# AppleCare AirPods Pro : oui, non, quand ?



## iLeaf (14 Janvier 2020)

Bonjour à vous,

Il est sur internet parfois recommandé de prendre l'AppleCare pour les AirPods Pro.

Concrètement, j'ai acheté les AirPods Pro sur Amazon lors de la promotion récente (251€), je devrais les recevoir dans la semaine ; je n 'ai pas pris l'AppleCare dédié au moment de l'achat ; j'ai bien compris qu'on pouvait souscrire à un AppleCare pendant 60 jours après l'achat. *J'imaginais ainsi prendre le contrat au jour 58 ou 59 de l'achat sur Amazon. Une bonne idée ?*

Pour 39€, est-ce que ça vaut le coup ?
Je ne suis pas forcément intéressé par les forfaits de remplacement en cas de dégâts (quoique c'est appréciable le cas échéant bien sûr).
Ce qui m'intéresse c'est éventuellement le remplacement des AirPods en cas de chute de la batterie.

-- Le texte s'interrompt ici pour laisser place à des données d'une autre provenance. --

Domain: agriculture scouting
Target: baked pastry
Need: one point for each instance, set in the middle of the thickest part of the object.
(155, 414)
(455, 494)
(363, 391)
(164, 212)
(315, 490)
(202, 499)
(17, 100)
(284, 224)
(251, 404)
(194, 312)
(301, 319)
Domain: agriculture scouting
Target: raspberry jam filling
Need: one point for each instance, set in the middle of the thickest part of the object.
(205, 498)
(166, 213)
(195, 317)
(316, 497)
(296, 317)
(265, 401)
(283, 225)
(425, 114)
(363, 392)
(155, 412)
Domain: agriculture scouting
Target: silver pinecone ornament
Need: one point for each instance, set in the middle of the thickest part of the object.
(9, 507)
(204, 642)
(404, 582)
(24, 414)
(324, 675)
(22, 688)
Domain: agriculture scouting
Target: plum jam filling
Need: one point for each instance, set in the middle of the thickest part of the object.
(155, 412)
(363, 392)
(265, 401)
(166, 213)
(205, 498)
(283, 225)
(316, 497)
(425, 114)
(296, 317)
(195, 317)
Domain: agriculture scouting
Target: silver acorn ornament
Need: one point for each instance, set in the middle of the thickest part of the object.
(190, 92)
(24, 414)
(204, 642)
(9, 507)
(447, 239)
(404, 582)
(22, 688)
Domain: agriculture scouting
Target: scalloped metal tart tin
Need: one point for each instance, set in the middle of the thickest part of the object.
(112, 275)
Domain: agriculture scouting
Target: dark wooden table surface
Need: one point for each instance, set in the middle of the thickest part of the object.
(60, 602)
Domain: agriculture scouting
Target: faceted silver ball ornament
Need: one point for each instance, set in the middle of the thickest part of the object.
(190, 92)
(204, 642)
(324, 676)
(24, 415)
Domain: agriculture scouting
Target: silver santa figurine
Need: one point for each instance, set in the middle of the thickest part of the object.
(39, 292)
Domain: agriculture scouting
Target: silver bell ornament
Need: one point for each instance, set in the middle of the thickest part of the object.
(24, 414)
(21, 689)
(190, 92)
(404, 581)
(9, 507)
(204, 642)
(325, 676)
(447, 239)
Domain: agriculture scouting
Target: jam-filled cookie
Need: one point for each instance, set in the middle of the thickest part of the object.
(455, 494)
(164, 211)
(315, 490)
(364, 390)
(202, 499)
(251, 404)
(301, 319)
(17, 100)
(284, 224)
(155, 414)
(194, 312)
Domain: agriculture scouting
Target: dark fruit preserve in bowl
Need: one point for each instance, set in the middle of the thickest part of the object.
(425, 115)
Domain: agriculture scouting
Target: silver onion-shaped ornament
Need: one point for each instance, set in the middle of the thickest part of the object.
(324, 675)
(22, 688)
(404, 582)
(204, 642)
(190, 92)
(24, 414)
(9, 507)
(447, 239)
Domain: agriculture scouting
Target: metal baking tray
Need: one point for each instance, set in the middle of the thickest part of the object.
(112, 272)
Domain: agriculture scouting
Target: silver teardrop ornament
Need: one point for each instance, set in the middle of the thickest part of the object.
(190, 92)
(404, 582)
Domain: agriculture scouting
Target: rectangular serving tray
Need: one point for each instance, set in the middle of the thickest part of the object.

*Alors que la garantie limitée d'Apple "ne couvre pas l'usure normale", il est écrit sur l'information de l'AppleCare que celui-ci, pendant 2 ans donc, "couvre les batteries conservant moins de 80 % de leur capacité d’origine" : concrètement, est-ce que cela signifie qu'un peu avant les 2 ans de mes AirPods Pro (plus exactement un peu avant les 2 ans de la fin du contrat AppleCare dédié), si les AirPods ont une capacité de batterie inférieure à 80%, je peux faire marcher l'assurance "remplacement batterie" (qui revient à un remplacement par des AirPods neufs) ?* Ai-je bien compris ?

*De façon un peu intuitive, je me dis que les écouteurs auront nécessairement une capacité inférieure à 80% avant leurs 2 ans.
Le cas échéant, comment savoir précisément à quelle capacité de batterie sont situés les écouteurs ?*

Je pense que ce sujet pourrait en intéresser plus d'un, que j'aie tort ou raison.

Quels sont vos avis sur la question ? Avez-vous souscrit un contrat AppleCare pour vos AirPods Pro ?

Cordialement

iLeaf


----------